Die Idee schwarz-weiß Filme in dunklen Räumen ohne Licht zu drehen ist sehr gut. Für den nächsten bis übernächsten Wettbewerb arbeite ich an einem Höhlenfilm. Ganz im Stile von Dogma ohne Licht und ohne Musik. Dialoge sind nicht vorgesehen. Arbeitstitel: „Black Screen“. Ein tonloses Stillleben von expressionistischer Ausdruckskraft vor schwarzer Leinwand. Tiere werden eine Hauptrolle spielen und wahrscheinlich sterben. Die beteiligten humanoiden Darsteller werden echten Sex haben. Laufzeit mindestens 196 Minuten.

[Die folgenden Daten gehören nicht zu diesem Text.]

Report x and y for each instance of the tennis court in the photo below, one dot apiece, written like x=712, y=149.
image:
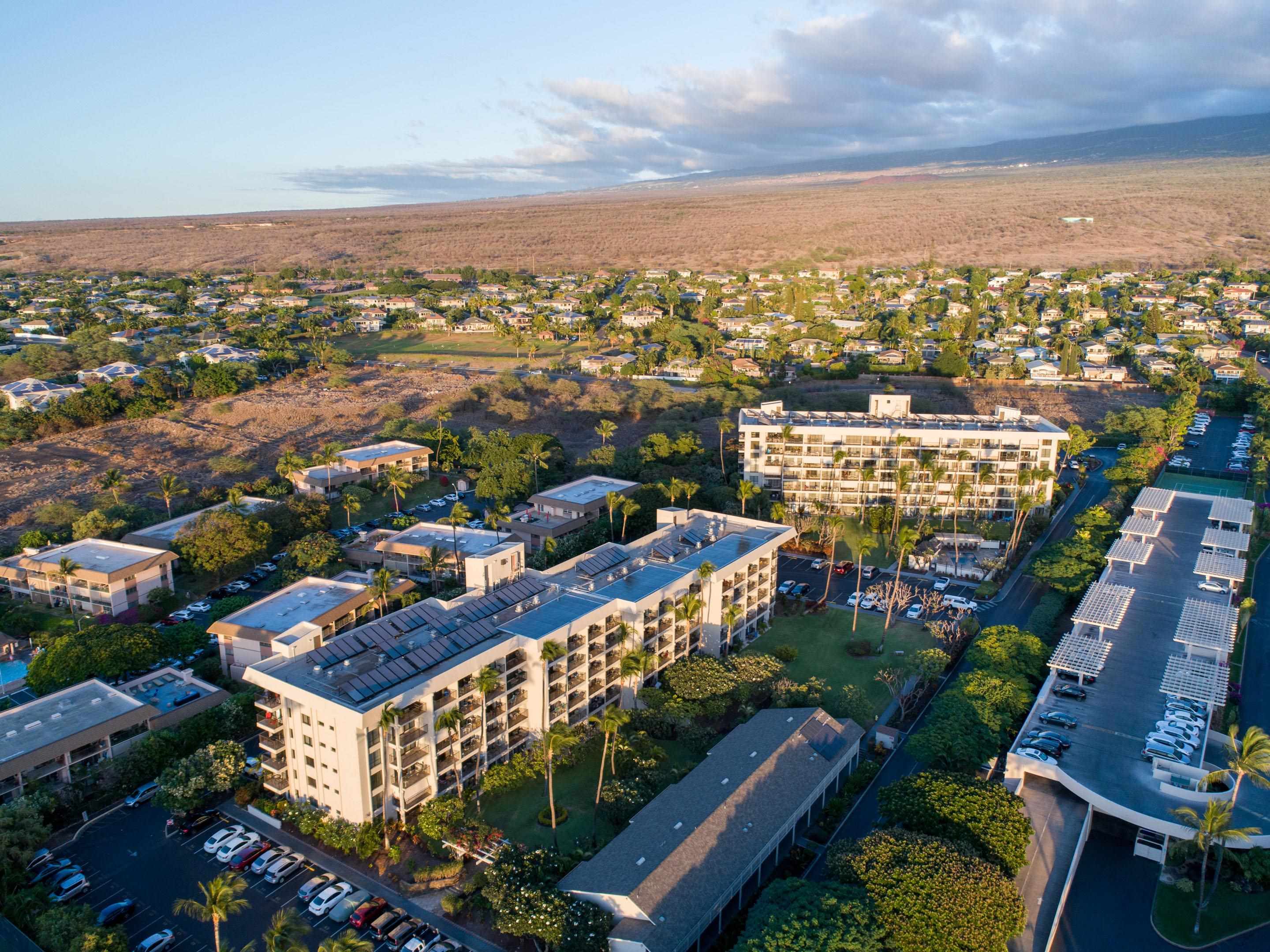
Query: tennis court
x=1207, y=485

Meryl Streep wird im Rahmen der 62. Internationalen Filmfestspiele Berlin mit dem Goldenen Ehrenbären für ihr Lebenswerk ausgezeichnet. Das Festival zeigt aus diesem Anlass ihren neuesten Film „The Iron Lady“ (Die Eiserne Lady) von Phyllida Lloyd im Rahmen des Wettbewerbs als Sondervorführung. Meryl Streep ist für ihre Darstellung der Margaret Thatcher bereits mit einem Golden Globe ausgezeichnet worden und wird am 26. Februar mit sehr großer Wahrscheinlichkeit einen Oscar für ihre Leistung erhalten. Dagegen ist nichts einzuwenden.

Und morgen? 188 Minuten Filmvergnügen in Mandarin. Darauf eine Hand voll Vitamintabletten.